Frau Ehlers blieb nicht lange. Sie trank keinen Tee, obwohl ich ihn anbot. Sie wollte nur sehen, ob es ihnen gut ging. Als sie ging, blieb die Wärme ihrer Anwesenheit kurz im Flur hängen, wie der letzte Rest Licht nach einem Sonnenuntergang.

Als die Tür wieder zu war, setzte ich mich auf den Boden, die Halsbänder auf meinen Knien. Kuno kam zu mir, langsam. Senta folgte.

Ich legte das erste Halsband in Kunus Nähe. Er schnupperte daran, schloss kurz die Augen, als würde er etwas hören, was nicht mehr da ist. Senta schnupperte am zweiten, und ihr Körper wurde für einen Moment so still, dass es mir Angst machte.

Dann drückte Kuno seine Nase gegen Sentas Wange. Ein kleiner Stoß, sanft, beruhigend. Senta atmete aus. Und ich spürte, wie sich in mir etwas entspannte, das ich lange festgehalten hatte, ohne es zu merken.

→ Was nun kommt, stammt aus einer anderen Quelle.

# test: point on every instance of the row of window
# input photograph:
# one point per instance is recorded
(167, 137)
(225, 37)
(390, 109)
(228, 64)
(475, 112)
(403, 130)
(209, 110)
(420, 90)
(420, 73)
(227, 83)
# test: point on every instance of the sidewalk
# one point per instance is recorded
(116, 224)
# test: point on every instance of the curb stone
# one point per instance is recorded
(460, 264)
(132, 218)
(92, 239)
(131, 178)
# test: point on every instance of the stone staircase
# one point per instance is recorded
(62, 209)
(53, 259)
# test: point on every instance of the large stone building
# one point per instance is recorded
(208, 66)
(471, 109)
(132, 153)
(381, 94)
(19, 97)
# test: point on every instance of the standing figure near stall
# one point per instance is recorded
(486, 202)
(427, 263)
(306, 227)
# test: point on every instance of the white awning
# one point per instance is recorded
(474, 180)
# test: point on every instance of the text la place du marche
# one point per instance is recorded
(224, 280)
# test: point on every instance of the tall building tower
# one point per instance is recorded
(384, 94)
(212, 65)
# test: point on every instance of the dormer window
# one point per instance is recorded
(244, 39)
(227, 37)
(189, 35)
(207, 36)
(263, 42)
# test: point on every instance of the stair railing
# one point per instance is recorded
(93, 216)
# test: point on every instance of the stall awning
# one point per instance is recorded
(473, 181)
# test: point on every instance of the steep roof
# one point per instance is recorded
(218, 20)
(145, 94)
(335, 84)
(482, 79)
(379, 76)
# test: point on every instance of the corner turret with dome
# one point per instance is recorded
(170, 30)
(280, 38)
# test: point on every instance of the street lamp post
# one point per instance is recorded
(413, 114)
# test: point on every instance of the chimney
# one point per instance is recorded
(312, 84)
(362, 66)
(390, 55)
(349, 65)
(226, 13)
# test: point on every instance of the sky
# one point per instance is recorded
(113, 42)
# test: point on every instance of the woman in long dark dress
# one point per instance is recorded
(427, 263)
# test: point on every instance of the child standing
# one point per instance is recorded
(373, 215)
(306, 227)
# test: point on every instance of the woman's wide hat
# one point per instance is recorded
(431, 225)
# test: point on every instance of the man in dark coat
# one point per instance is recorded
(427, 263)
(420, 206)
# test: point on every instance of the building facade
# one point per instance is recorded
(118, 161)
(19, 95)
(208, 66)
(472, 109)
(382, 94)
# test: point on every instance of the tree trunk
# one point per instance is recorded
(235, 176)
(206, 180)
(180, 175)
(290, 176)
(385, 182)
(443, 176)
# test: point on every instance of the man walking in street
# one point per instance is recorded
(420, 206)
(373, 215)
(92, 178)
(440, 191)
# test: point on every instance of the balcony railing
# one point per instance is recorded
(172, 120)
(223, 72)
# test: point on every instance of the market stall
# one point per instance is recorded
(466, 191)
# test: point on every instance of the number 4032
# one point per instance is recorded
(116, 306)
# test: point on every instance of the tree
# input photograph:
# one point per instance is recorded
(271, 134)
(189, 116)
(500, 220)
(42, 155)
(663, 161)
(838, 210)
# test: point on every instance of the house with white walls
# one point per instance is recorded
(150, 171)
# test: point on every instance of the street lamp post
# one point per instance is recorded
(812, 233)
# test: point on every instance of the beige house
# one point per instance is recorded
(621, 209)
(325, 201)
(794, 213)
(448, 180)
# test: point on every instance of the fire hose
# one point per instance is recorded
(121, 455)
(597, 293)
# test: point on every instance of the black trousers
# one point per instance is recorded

Draußen fiel vielleicht der erste feine Schnee. Drinnen war es warm. Und ich verstand langsam, dass ich nicht nur zwei Hunde aufgenommen hatte.

Ich hatte eine Geschichte aufgenommen, die weitergeht. Nicht weil alles plötzlich heil ist, sondern weil man manchmal nicht heilt, indem man vergisst – sondern indem man zusammen bleibt.

Und irgendwo in dieser neuen, vollen Stille wusste ich: Das Schwierige kommt erst noch. Aber diesmal werde ich es nicht allein tragen.